4.9 Guests and Visitors

Finally, it is possible to combine network access for local users, guests and visitors into a single wireless network facility. One organisation entered into an agreement with a commercial wireless ISP to share access points around a city centre campus, thereby increasing the coverage of both the educational and commercial wireless networks. The access points are connected together by a network segment with access both to the organisation’s routers (for connections to Janet and the organisational LAN) and, via a dedicated backhaul link, to the commercial network’s servers and Internet connection.

All access points offer three different SSIDs, linked by VLANs to eduroam®, organisational and commercial services. The eduroam SSID uses the normal eduroam IEEE802.1X configuration to permit users from other education organisations to authenticate with their home credentials and obtain a connection to Janet and its Internet links. For conferences the same RADIUS proxy can be used to authenticate against a pool of temporary accounts for either 802.1X or web portal access. The commercial and organisational SSIDs each display web portal pages, protected by SSL, which appear as soon as the user starts their web browser. The commercial portal, hosted on the company’s servers and reached via the dedicated link, provides the usual options to login using an existing account or scratch card, or to buy connection time with a credit card, and then provides access to the commercial Internet.

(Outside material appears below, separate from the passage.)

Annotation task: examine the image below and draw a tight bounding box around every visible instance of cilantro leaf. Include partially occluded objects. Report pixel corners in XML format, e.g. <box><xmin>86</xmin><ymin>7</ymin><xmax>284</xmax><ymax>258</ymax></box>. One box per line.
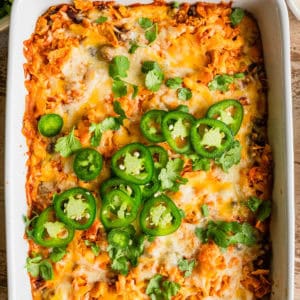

The organisation web portal allows users to select either a local login or re-direction to the commercial service. Users with a login to the organisation can enter their credentials and gain access to the organisation’s LAN.

A particularly interesting aspect of this installation is that different port filtering rules are applied to each of the routes off the wireless access segment. The commercial ISP, once a user has been identified and has paid for access, provides a relatively open Internet connection; eduroam applies the usual Janet eduroam port filters, as appropriate for the intended purpose of allowing guests to contact their home organisation; and the LAN connection for local users only permits ports associated with encrypted protocols (SSL, VPN, IMAPs, etc.) to reduce the risk that users will accidentally transmit their local username and password across an unencrypted wireless connection.